Can we show that $E[|U+V|^k] \ge \max ( E[|U|^k], E[|V|^k] )$ for any $k \ge 1$ and where $V$ and $U$ are independent and in $L^k$.
Here is the proof when $k$ is even and $E[U]=E[V]=0$.
\begin{align} E[|U+V|^k]&=E[(U+V)^k]\\ &= E[ E[(U+V)^k|V]]\\ &= E[ (E[U+V |V])^k] \text{ by Jensen's inequality}\\ &= E[ (V+E[U] )^k] \text{ by independence} \\ &= E[ V ^k] \end{align} repeating the above steps one gets the bound we wanted.
The question is can we show this bound for any $k$ without too many assumptions on $U$ and $V$.
If the random variables are not centered, then we can have a problem for example if $U=1$ and $V=-1$.
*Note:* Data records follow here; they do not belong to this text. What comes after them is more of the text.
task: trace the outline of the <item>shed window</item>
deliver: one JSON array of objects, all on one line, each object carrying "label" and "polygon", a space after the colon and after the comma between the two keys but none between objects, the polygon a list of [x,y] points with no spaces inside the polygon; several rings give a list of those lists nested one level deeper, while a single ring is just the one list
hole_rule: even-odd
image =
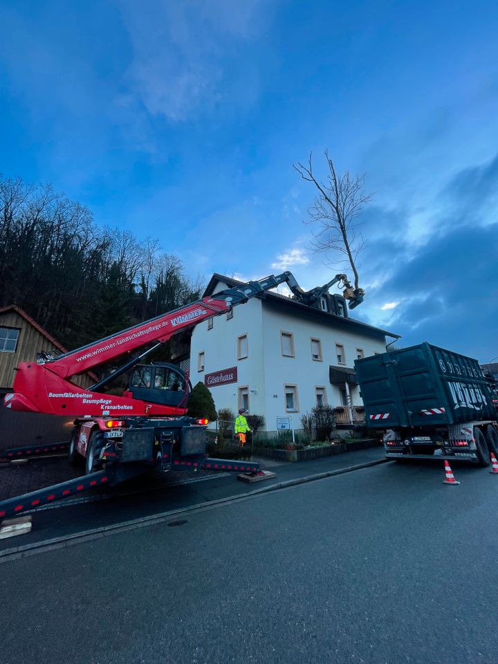
[{"label": "shed window", "polygon": [[0,327],[0,353],[15,353],[20,331],[15,327]]}]

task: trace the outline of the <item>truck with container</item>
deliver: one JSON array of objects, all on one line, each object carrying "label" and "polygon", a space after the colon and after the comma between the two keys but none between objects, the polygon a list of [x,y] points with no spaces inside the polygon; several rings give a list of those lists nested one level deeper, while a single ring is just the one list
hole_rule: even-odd
[{"label": "truck with container", "polygon": [[[284,272],[227,288],[68,353],[44,352],[36,362],[21,362],[16,369],[13,391],[4,397],[4,407],[74,416],[74,428],[68,443],[50,445],[50,450],[42,445],[12,448],[5,452],[7,460],[32,458],[66,447],[71,461],[84,459],[85,474],[0,502],[0,519],[104,484],[113,486],[150,469],[259,472],[255,462],[207,458],[208,421],[187,415],[188,376],[177,365],[147,365],[142,360],[178,333],[283,284],[304,303],[316,299],[335,284],[344,288],[350,308],[360,304],[365,294],[353,288],[345,275],[336,275],[321,288],[304,291],[291,273]],[[72,380],[105,362],[126,359],[144,347],[148,347],[88,389]],[[124,374],[130,377],[122,394],[105,391]]]},{"label": "truck with container", "polygon": [[427,342],[355,361],[366,426],[389,459],[490,464],[498,457],[495,396],[477,360]]}]

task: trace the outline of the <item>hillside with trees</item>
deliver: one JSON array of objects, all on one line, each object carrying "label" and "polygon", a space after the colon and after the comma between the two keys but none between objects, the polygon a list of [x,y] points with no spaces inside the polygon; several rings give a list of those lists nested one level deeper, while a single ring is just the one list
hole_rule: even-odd
[{"label": "hillside with trees", "polygon": [[0,177],[0,306],[17,304],[67,348],[199,297],[158,239],[99,225],[50,185]]}]

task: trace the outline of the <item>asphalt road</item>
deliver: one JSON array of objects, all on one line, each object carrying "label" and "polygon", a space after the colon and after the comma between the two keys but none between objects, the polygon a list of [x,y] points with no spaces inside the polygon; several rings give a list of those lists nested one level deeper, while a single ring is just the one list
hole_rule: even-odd
[{"label": "asphalt road", "polygon": [[384,464],[0,567],[3,664],[495,664],[498,477]]},{"label": "asphalt road", "polygon": [[[240,495],[253,488],[383,458],[383,448],[372,448],[304,463],[284,463],[269,468],[276,471],[276,478],[250,485],[238,481],[235,473],[209,474],[206,472],[200,477],[187,472],[140,476],[116,487],[89,491],[76,498],[65,499],[35,510],[32,513],[31,533],[22,537],[0,540],[0,555],[12,546],[64,537],[89,528],[106,527],[158,513],[203,505]],[[265,464],[268,461],[261,461],[263,467],[266,467]],[[36,465],[37,461],[33,461],[31,465]],[[12,469],[1,470],[3,474],[0,473],[0,483],[4,475],[8,477]],[[18,472],[22,471],[31,472],[29,467],[17,469]]]}]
If $U$ and $V$ are centered and independent, then the following inequality holds for any $p\geqslant 1$: $$ \mathbb E\left[\left|U+V\right|^p\right]\geqslant\max\left\{\mathbb E\left[\left|U\right|^p\right],\mathbb E\left[\left|V\right|^p\right]\right\}.$$ This follows from Jensen's inequality: denote by $\Pr_U$ and $\Pr_V$ the distributions of $U$ and $V$. Then by independence of $U$ and $V$, $$ \tag{*}\mathbb E\left[\left|U+V\right|^p\right]= \iint_{\mathbb R^2}\left|u+v\right|^p\mathrm{d}{\Pr}_U(u)\mathrm{d}{\Pr}_V(v)$$ and for any fixed $u$, by Jensen's inequality $$\int_{\mathbb R}\left|u+v\right|^p\mathrm{d}{\Pr}_V(v) \geqslant \left|\int_{\mathbb R} \left(u+v\right)\mathrm{d}{\Pr}_V(v)\right|^p=\left|\int_{\mathbb R} u\mathrm{d}{\Pr}_V(v)+\int_{\mathbb R} v\mathrm{d}{\Pr}_V(v)\right|^p.$$ Since $\Pr_V$ is a probability measure, $\int_{\mathbb R} u\mathrm{d}{\Pr}_V(v)=u$ and since $V$ is centered, $\int_{\mathbb R} v\mathrm{d}{\Pr}_V(v)=0$. We thus derive that $$\int_{\mathbb R}\left|u+v\right|^p\mathrm{d}{\Pr}_V(v) \geqslant \left|u\right|^p,$$ which gives, in view of (*), that $$\mathbb E\left[\left|U+V\right|^p\right]\geqslant \mathbb E\left[\left|U\right|^p\right].$$ The wanted inequality follows by changing the roles of $U$ and $V$.